Fin da piccola ha dimostrato un profondo interesse per le arti visive. Ha perseguito questa passione iscrivendosi a scuole d'arte, frequentando prima un liceo artistico e poi diplomandosi con lode in Scenografia all'Accademia di Belle Arti di Brera a Milano. Dopo gli studi, segue un corso di formazione professionale in grafica multimediale e inizia a lavorare come grafica.
Insoddisfatta dell'ambiente professionale e sociale, che trovava creativamente limitante, ha scelto di mettersi in proprio e di lavorare autonomamente come decoratrice e artista.
Nel 2018 ha scoperto la ceramica, quasi per caso, ed è stato amore a prima vista.

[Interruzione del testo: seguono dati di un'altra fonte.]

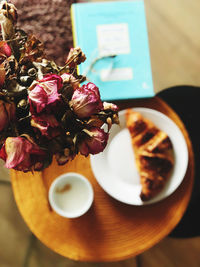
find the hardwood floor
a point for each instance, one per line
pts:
(174, 39)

Da quel momento ha deciso di investire completamente nella sua carriera artistica come ceramista, studiando sotto la guida di diversi importanti artisti italiani della ceramica per affinare le sue tecniche e approfondire la sua conoscenza dei materiali ceramici.
Nel corso degli anni, molte figure hanno influenzato il suo lavoro, in particolare Masaki Iwana, rinomato danzatore giapponese di Butō, la cui filosofia ed estetica hanno profondamente influenzato la sua sensibilità artistica, in particolare il suo apprezzamento per l'arte orientale. Da Iwana, Elena ha assorbito un profondo rispetto per il mondo naturale, un'affinità per l'essenzialismo e un abbraccio poetico del vuoto come presenza, quello che lui chiamava "l'intensità del nulla".

Osservare la natura rivela mondi immensi negli spazi più piccoli. È così che la mia curiosità viene alimentata dalle forme incredibilmente diverse che scopro. La biodiversità è ricca e complessa. Disegnare queste forme, studiare le loro strutture tridimensionali, diventa una fonte di scoperte quotidiane, grandi e piccole.
Dal 2003 Elena Milani ha esposto in numerose mostre personali e collettive, tra cui quelle al Museo Ken Damy di Brescia, al Festival Internazionale di Fotografia di Quito (Ecuador), a Officina Fotografica di Milano e alla Casa del Pellegrino di Civate (Lecco). Una sua opera di land art è stata esposta a EXPO Milano 2015.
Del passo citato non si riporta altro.